I don’t get to Duckie as often as I used to, partly the
result of moving to Brighton, and partly just getting older. But, for several years in the late 1990s,
Duckie was the hub round which my week revolved. Friends’ parties, gigs and meals out could come
and go, but from 10pm on a Saturday night, I would be at the Royal Vauxhall
Tavern.
Duckie was founded in 1995 by Amy Lamé (appointed this week as Sadiq Khan’s new ‘Night Czar’), together
with producer Simon Strange, DJs the (London) Readers Wifes, and door whores
Jay and Father Cloth. London’s gay scene
at the time was pretty conformist, dominated by identikit shirts-off techno
sweatboxes, with only a few alternatives (like Popstarz, which was always a bit
too fixated on Britpop for my taste). Duckie brought something new, mixing
performance art, political activism, northern soul, electro, grunge and glam,
all delivered with wit and intelligence.
Compered by Amy, a modern dance troupe would be followed on
stage by an alternative drag act, or by striking Liverpool dock workers urging
solidarity and collecting for a hardship fund.
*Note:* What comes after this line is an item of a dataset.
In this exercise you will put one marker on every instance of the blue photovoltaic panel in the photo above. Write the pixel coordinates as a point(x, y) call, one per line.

In between acts, you could spend half an hour swaying and struggling through
the friendly crowd to bar or loo, as Kate Bush, The Damned, Suede, Pet Shop
Boys, X-Ray Spex, The Smiths, and Althea and Donna boomed from the turntables (the Wifes were
loath to indulge in DJ-ish gimmicks like ‘mixing’).
After the ever-changing
roster of “the Readers’ Wifes’ favourite record OF ALL TIME!”, the never-changing
refrain of John Travolta and Olivia Newton-John’s ‘Xanadu’ would close the show, as the lights came up, and the crowd spilled out onto Vauxhall
pavements. For five years, Duckie rocked
my world.
Duckie was/is open and welcoming, challenging but safe, intelligent
but amiable, arty but not po-faced, boozy but not lairy, crowded but not
claustrophobic, raucous but not rough, sexy but not self-obsessed. As Amy Lamé settles into her new role, that sounds like a pretty good vision for what
London’s nightlife could and should be.